I thus urge you to take the following actions:
- Immediately impose financial sanctions and pursue criminal charges against individual hackers implicated in the historic breach of U.S. government networks once they are identified.
- Instruct Treasury Secretary Lew to convey to his counterpart during the S&ED that as additional evidence comes to light the U.S. will consider imposing sanctions against any Chinese government agencies or commercial enterprise found to have been involved in the recent cyberattack.
- Press Beijing to take meaningful steps to reduce tensions in the South China Sea, starting with an immediate verified suspension of its construction of artificial islands and a public commitment not to militarize those that it has already built. Authorize additional, regular and sustained U.S. military deployments with partner countries in and around the contested areas to make clear our commitment to defend freedom of navigation and allay allies’ fears about Beijing’s territorial claims.
- Instruct every senior U.S. government official taking part in the S&ED to give their Chinese interlocutor a copy of the CECC’s Political Prisoner Database and to press for the unconditional release of these prisoners of conscience, at this meeting and at all future interactions with their Chinese counterparts.
- Highlight, at the most senior levels of the S&ED, our concerns about the proposed NGO law and make it clear that, if the law is enacted in its current form, it will undercut other areas of bilateral cooperation, especially those that the Chinese government has prioritized.
There are tools of statecraft which, to date have been underutilized by your Administration in our bilateral relations with China. In addition to what has already been mentioned, I would further urge you to convey to Chinese President Xi Jinping in advance of his planned state visit in September that the way in which he will be received then, both by you at the White House, and by Congress, will be dependent upon tangible improvement in the areas outlined above.
In a November 2014 interview with Xinhua News Agency, the official press news agency of the PRC, you said, “My vision of a ‘new model’ of relations between our countries is one where we expand cooperation in areas of mutual interest, regionally and globally, even as we constructively manage our differences and sources of unhealthy competition.” Respectfully, your attempt to “constructively manage our differences,” has not worked.

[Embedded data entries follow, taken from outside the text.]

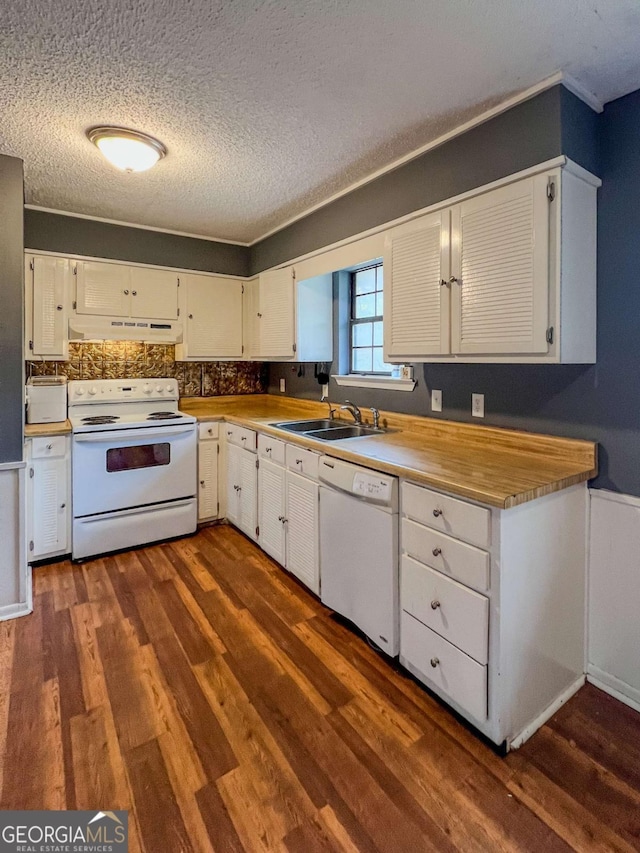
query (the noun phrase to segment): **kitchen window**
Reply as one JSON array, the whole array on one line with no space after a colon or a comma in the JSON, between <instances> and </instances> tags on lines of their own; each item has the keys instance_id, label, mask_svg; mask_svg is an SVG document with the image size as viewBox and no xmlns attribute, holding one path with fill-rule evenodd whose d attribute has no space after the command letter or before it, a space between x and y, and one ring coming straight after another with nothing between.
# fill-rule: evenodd
<instances>
[{"instance_id":1,"label":"kitchen window","mask_svg":"<svg viewBox=\"0 0 640 853\"><path fill-rule=\"evenodd\" d=\"M392 365L382 356L383 283L381 263L351 273L349 372L352 374L391 375Z\"/></svg>"}]
</instances>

China is actively undermining American interests from the South China Sea to U.S. government computer networks. And I think most Americans would agree that it is morally unjustifiable to simply “manage” our differences when those differences include the continued unjust imprisonment of thousands of men and women who dare to peacefully dissent or worship according to the dictates of their conscience.
I hope that your administration uses the Strategic and Economic Dialogue this week and your meetings with President Xi later this year to change this dynamic and make clear to China that there will be significant consequences for the U.S.-China relationship if Beijing continues on its present course.